Parameterized complexity of metatheorems of fair deletion problems
Deletion problems are those where given a graph $G$ and a graph property $\pi$, the goal is to find a subset of vertices (or edges) such that after its removal the graph $G$ will satisfy the property $\pi$. Typically, we want to minimize the number of elements removed. In fair deletion problems we change the objective: we minimize the maximum number of deletions in a neighborhood of a single vertex.
We study the parameterized complexity of fair deletion metatheorems, where a graph property is expressed in a certain graph logic, with respect to several structural parameters of the graph.
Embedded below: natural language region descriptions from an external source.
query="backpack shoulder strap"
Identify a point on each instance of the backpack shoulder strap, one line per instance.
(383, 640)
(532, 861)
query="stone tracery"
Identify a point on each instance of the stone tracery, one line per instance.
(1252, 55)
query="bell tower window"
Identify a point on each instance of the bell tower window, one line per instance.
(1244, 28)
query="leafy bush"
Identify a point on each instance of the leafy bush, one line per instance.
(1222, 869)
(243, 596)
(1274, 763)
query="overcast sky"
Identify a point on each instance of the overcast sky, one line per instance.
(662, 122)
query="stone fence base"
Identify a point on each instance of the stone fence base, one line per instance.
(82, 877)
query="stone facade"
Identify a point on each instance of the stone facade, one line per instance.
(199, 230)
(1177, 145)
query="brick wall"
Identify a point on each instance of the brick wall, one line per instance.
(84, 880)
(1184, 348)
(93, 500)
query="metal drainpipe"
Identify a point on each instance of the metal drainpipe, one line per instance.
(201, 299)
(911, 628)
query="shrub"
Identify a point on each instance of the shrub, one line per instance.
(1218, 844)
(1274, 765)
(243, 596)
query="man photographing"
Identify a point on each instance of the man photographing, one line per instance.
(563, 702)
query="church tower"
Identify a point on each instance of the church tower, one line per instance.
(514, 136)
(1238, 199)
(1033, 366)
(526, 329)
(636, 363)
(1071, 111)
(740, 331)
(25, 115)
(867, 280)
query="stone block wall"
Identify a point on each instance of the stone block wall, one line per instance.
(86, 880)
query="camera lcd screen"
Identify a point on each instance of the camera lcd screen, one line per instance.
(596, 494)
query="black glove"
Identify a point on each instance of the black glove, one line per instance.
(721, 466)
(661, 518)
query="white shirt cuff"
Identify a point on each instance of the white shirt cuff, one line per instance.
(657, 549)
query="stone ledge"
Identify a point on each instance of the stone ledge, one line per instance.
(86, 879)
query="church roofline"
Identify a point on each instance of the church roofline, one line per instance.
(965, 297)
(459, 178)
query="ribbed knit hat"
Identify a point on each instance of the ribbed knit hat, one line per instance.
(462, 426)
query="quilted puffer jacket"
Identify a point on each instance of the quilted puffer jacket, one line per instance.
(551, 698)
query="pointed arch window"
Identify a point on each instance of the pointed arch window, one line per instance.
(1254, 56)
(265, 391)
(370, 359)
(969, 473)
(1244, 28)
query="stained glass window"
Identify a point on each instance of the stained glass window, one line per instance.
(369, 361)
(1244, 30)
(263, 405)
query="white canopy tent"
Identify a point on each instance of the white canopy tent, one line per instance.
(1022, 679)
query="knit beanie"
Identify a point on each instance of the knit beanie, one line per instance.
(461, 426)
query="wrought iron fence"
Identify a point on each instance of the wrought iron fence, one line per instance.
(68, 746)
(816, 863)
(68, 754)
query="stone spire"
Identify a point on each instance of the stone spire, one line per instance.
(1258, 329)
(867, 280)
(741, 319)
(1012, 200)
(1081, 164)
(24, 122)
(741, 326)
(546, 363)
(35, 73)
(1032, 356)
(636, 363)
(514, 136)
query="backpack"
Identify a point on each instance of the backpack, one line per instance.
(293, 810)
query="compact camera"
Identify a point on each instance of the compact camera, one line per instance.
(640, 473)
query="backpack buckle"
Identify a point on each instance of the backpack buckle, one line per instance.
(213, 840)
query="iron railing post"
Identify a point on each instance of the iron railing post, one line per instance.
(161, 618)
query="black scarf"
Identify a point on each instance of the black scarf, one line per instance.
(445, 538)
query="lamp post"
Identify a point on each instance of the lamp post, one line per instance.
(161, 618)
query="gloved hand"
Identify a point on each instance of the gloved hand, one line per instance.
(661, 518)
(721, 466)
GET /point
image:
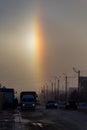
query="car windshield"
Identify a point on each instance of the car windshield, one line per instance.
(28, 100)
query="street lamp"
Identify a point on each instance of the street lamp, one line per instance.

The list of our results for the Vertex Deletion problem: The problem is $\mathrm{W}[1]$-hard on tree-depth for any logic that can express the edgeless graph. The problem has an FPT algorithm for $\mathrm{MSO}_1$ logic on graphs with bounded neighborhood diversity, or bounded twin cover.
The list of our results for the Edge Deletion problem: The problem is $\mathrm{W}[1]$-hard on tree-depth for First order logic. The problem has an FPT algorithm for $\mathrm{MSO}_2$ logic on graphs with bounded vertex cover.
This is joint work with Dušan Knop and Tomáš Toufar. Research partly supported by the CE-ITI grant project P202/12/G061 of GA ČR and by GAUK project 1784214.